Predictive Biomarkers

Four of ANGIOPREDICT's eight scientific work packages are dedicated to analyzing retrospective and prospective samples to identify and validate predictive biomarkers for responsiveness to combination bvz therapy in mCRC patients.

Work Package 4: Germline SNP Profiling & Target Validation

Single nucleotide polymorphisms (SNPs) will be assessed to determine if they are correlated with outcome following combination bvz therapy in mCRC. Systematic approaches will cover several hundred genetic variants using small amounts of DNA from retrospective samples (WP1) employing Illumina SNP array technology (VIB). SNPs will be classed as prognostic or predictive. The most relevant predictive SNPs will be validated in prospectively collected blood samples from the AC-ANGIOPREDICT trial (WP3). EPI will direct plans for commercialization of any findings with potential for in-licensing patented SNP germline markers for future development as a blood-based predictive test.

Work Package 5: Somatic Mutation Analysis & Validation

Somatic mutations in all known expressed genes will be assessed to determine if they are correlated with outcome following combination bvz therapy in mCRC. DNA sequence analysis of retrospective primary tumor samples from mCRC patients (WP1) treated with bvz will be carried out (UCD). Candidate mutations will be validated by Sequenome MassArray (RCSI) in both tumor and normal DNA from specific patients and in clinical samples obtained from the AC-ANGIOPREDICT trial (WP3). VIB and VUMC will also determine all somatic copy number alterations occurring in mCRC tumors treated with combination bvz therapy. Predictive and recurrent amplifications and/or deletions will be validated in prospectively collected clinical samples obtained from the AC-ANGIOPREDICT trial (WP3).

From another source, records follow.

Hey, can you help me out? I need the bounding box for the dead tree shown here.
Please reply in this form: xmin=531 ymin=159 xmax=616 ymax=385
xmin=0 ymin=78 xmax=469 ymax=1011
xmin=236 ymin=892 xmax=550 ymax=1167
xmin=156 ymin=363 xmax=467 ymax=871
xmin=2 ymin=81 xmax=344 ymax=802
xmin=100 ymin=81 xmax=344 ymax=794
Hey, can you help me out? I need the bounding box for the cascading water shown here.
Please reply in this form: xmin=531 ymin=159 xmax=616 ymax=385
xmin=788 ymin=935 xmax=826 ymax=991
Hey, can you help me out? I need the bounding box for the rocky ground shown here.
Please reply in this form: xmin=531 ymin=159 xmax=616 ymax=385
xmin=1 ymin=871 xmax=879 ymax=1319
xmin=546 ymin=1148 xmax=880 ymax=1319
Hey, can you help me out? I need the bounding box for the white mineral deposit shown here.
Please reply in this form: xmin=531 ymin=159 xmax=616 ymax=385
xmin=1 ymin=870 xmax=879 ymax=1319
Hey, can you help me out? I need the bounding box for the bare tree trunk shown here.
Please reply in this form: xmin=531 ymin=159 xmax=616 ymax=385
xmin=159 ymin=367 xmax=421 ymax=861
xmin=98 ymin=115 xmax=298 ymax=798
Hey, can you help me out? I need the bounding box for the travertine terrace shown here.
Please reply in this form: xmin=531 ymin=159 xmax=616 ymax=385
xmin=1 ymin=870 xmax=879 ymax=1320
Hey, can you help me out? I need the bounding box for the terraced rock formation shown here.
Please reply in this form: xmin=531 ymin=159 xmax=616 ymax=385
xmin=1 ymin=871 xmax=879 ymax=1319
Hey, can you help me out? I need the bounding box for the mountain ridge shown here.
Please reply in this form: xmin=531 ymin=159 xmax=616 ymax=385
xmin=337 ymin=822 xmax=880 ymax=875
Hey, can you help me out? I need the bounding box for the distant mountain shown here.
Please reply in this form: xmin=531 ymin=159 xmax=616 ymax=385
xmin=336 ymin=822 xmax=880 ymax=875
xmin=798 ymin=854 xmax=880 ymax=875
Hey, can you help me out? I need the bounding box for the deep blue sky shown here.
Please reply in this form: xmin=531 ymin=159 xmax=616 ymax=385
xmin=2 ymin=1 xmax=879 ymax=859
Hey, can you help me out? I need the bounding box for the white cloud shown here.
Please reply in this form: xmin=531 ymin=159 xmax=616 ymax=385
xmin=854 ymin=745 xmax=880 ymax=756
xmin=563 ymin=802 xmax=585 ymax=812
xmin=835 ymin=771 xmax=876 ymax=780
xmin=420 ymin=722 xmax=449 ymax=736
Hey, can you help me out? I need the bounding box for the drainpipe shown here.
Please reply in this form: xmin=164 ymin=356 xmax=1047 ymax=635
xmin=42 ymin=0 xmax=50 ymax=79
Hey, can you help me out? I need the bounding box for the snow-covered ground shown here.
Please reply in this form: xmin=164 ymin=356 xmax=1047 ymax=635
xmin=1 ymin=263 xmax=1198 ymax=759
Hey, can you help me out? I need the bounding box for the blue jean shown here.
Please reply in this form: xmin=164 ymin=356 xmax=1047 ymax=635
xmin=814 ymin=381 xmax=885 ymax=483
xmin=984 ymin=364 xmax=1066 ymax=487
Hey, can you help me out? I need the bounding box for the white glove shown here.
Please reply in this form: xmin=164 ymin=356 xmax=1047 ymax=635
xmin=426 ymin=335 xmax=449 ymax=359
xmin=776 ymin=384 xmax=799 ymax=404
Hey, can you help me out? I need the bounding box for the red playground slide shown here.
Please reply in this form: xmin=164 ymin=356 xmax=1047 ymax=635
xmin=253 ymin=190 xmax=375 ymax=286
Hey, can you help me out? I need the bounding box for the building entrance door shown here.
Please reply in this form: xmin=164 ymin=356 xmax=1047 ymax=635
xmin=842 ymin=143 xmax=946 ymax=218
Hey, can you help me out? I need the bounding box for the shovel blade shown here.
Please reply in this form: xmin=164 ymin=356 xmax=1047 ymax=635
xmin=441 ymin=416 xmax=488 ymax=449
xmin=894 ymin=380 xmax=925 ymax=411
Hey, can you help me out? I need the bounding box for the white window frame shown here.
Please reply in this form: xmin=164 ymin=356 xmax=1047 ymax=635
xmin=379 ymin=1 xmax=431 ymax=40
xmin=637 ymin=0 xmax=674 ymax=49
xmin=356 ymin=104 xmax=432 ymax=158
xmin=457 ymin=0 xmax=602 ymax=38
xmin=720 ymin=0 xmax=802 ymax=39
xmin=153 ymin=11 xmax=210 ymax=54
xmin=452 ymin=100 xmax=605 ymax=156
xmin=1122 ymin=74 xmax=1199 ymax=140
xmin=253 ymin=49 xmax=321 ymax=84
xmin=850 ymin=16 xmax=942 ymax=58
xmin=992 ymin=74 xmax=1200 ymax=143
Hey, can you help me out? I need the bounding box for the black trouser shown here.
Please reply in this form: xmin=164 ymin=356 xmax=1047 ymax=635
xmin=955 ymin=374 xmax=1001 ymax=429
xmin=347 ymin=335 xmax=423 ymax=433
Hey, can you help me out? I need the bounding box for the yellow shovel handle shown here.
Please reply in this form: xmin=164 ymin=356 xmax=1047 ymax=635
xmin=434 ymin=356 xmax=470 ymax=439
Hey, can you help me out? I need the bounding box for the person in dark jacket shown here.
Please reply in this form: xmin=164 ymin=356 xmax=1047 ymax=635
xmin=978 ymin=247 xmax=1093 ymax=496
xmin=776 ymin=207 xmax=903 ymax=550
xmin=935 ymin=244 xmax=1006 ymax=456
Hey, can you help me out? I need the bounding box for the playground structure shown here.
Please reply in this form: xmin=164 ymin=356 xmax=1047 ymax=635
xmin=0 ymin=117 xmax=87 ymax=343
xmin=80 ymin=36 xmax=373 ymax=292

Work Package 6: DNA Methylation Based Predictive Models

Genome wide DNA methylation profiling will be performed from selected tumor endothelial cells (TEC) and isolated tumor cells (TC) populations using Differential Methylation Hybridization (DMH) array technology on retrospectively collected frozen samples (WP1) and correlated to clinical outcome. DNA will be hybridized to EPI's proprietary microarray in order to identify DNA methylation signatures that may serve as a predictive biomarker of drug response. Development of a technically reproducible DNA methylation companion diagnostic that may be used to detect predictive signatures will focus on enabling routine analysis in a standard molecular diagnostic laboratory. The initial focus will be on the development of a tissue based assay but prospective plasma samples from the AC-ANGIOPREDICT trial will facilitate feasibility studies for a blood based predictive genomic biomarker assay.

Work Package 7: Predictive Pharmacogenomic Expression Methods

Predictive pharmacogenomic gene expression signatures in patients who respond or do not respond to combination bvz treatment will be identified in this work package. Linking gene expression analysis (WP5) with results from mutation analysis methylation status (WP6), presence of SNPs (WP4) and response to bvz will help to identify signatures or single biomarkers that are predictive for response. Candidate predictive gene signatures will be verified on retrospectively collected samples (WP2) using In Situ Hybridization by ONCO. The utility of putative multi-gene signatures will be then assessed using prospectively collected materials from the AC-ANGIOPREDICT trial (WP3). In parallel, ONCO will optimize an RT-PCR based companion diagnostic assay to accelerate translation into a commercial product.